Il s’agit donc d’aider les victimes économiques du blocage des coronavirus. Comment allons nous ?

La bonne nouvelle est que, grâce aux pressions démocratiques, la loi CARES, le projet de loi de 2 trillions de dollars non stimulant qui est devenu loi moins de trois semaines après que Trump a rejeté l'idée que Covid-19 pourrait poser un problème économique, est principalement axée sur la les bonnes choses. Les principales dispositions de la législation sont l'aide aux hôpitaux, aux chômeurs et aux petites entreprises qui maintiennent leur masse salariale; ce sont exactement le genre de choses que nous devrions faire.

Allons-nous rejeter l'économie des coronavirus ?

Ce qui est particulièrement remarquable, c'est que nous avons obtenu une législation essentiellement sensée même si le président parlait de bêtises, poussant pour – quoi d'autre ? – les baisses d'impôts comme solution aux problèmes de l'économie.
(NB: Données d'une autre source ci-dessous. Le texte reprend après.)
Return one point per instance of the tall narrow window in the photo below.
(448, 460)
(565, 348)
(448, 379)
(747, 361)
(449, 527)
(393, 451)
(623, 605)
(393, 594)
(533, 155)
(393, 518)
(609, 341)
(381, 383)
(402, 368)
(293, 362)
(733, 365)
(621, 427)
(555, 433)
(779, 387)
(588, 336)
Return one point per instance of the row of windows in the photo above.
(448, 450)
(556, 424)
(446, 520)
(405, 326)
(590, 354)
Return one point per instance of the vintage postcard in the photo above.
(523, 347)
En fait, je ne peux penser à aucun autre exemple récent dans lequel les républicains ont accepté une législation fiscale majeure qui impliquait principalement des dépenses au profit des nécessiteux, sans aucune réduction d'impôt pour les riches.

La mauvaise nouvelle vient en deux parties.

Premièrement, le projet de loi est loin de répondre à ce qui est nécessaire sur une dimension cruciale: l'aide aux gouvernements des États, qui sont en première ligne pour faire face à la pandémie. Contrairement au gouvernement fédéral, les États doivent équilibrer leurs budgets chaque année. Maintenant, ils font face à une augmentation des coûts et à d'énormes pertes de revenus; à moins qu'ils n'obtiennent beaucoup plus d'aide, ils seront obligés de réduire fortement leurs dépenses, ce qui compromettra directement les services essentiels et aggravera indirectement la crise globale.

Et on ne sait pas quand ni si ce trou sera rempli. Les républicains du Sénat sont hostiles à l'idée d'un autre plan de sauvetage; Les responsables de la Maison Blanche parleraient toujours de réductions d'impôts.

Deuxièmement, des décennies d'hostilité à l'égard du gouvernement nous ont laissés mal placés pour fournir même l'aide que le Congrès a votée. Les bureaux de chômage des États sont sous-financés depuis longtemps et les États rouges ont délibérément rendu difficile la demande de prestations. La flambée du chômage écrase donc le système de prestations; Le Congrès a peut-être voté des secours en cas de catastrophe, mais l'argent ne coule pas.

Le programme de prêts aux petites entreprises est également, selon tous les comptes, un début chaotique. Et ces chèques de 1 200 $ que tout le monde est censé recevoir ? Beaucoup d'Américains ne les obtiendront pas pendant des semaines ou des mois.

Ça ne doit pas être comme ça. Le Canada a déjà mis en place un portail Web et un système téléphonique spéciaux pour fournir des prestations de chômage d'urgence. Les Allemands ont été agréablement surpris de la rapidité avec laquelle l'aide est acheminée aux travailleurs indépendants et aux petites entreprises.